La belle image de Turgot est toujours exacte :

On peut regarder le taux de l’intérêt comme une espèce de niveau au-dessous duquel tout travail, toute culture, toute industrie, tout commerce cessent. C’est comme une mer répandue sur une vaste contrée :les sommets des montagnes s’élèvent au-dessus des eaux et forment des îles fertiles et cultivées. Si cette mer vient à s’écouler, à mesure qu’elle descend, les terrains en pente puis les plaines et les vallons paraissent et se couvrent de productions de toute espèce. Il suffit que l’eau monte ou baisse d’un pied pour inonder ou pour rendre à la culture des plaines immenses. C’est l’abondance des capitaux qui anime toutes les entreprises et le bas intérêt de l’argent est tout à la fois l’effet et l’indice de l’abondance des capitaux.

Le jour où l’intérêt des capitaux tombera à 2 p. 100, que de chemins de fer d’intérêt local pourront être ouverts, que d’inventions bienfaisantes pourront être réalisées[1] ! Ce jour-là verra sans doute la vive reprise de l’agriculture européenne fécondée par le capital et par la science.

Sans doute cette baisse du taux de l’intérêt est due en partie à ce que les capitaux sont appliqués à de nouvelles entreprises moins lucratives que les premières. Des économistes de talent ont insisté sur cet aspect de la question[2] ; mais du moment que les capitaux en quête d’un emploi sont obligés de se contenter d’un profit peu élevé, parce que sans cela ils ne trouveraient pas tous à se placer, les entreprises les plus lucratives peuvent elles aussi se procurer des capitaux à ce taux réduit. En effet, pas plus pour l’argent que

  1. Le professeur John B. Clark expose avec raison qu’un grand accroissement du capital ne multipliera pas seulement les outillages existant actuellement, mais qu’il prendra la forme d’outillages nouveaux destinés principalement à diminuer l’effort du travail ou à augmenter les jouissances humaines.

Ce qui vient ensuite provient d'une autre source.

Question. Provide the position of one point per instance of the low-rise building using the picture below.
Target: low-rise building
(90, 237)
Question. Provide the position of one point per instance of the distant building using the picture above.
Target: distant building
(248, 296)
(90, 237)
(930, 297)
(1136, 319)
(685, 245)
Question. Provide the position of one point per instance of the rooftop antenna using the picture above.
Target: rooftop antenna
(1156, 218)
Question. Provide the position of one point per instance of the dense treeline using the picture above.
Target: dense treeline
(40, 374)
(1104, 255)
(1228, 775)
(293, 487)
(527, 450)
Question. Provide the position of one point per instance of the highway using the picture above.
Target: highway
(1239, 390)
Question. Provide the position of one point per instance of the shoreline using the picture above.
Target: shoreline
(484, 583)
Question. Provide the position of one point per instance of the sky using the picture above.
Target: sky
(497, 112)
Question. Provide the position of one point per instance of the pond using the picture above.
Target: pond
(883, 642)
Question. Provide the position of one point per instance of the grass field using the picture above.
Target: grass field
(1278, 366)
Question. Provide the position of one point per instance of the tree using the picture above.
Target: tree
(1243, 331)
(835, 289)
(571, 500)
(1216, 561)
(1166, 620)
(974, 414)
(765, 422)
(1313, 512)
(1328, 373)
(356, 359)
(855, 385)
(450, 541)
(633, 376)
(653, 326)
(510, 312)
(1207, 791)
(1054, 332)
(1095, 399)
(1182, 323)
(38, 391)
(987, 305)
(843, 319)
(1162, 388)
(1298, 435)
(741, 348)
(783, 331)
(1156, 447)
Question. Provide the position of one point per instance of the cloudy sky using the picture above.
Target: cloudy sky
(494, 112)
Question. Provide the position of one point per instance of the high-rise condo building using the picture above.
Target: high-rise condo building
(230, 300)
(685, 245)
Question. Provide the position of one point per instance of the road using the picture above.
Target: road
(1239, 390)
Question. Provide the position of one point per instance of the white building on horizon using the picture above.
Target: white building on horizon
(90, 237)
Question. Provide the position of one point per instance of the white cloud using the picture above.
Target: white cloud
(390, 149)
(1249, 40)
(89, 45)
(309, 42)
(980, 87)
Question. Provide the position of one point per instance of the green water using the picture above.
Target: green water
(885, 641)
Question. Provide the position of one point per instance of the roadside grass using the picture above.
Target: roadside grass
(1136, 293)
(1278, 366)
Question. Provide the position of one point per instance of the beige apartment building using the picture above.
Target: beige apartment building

V. the Quarterly Journal of Economics de Boston, d’avril 1891. De grandes inventions dans cette direction emploieraient beaucoup de capitaux et par là-même empêcheraient le taux de l’intérêt de baisser jusqu’au point où l’avantage à capitaliser disparaîtrait.
  2. V. l’Avilissement de l’intérêt, ses causes et sa durée probable, par d’Aulnis de Barrouil, professeur à l’Université d’Utrecht, 1889. Un résumé en a été donné par M. Secrétan dans la Revue d’économie politique de septembre-octobre 1889.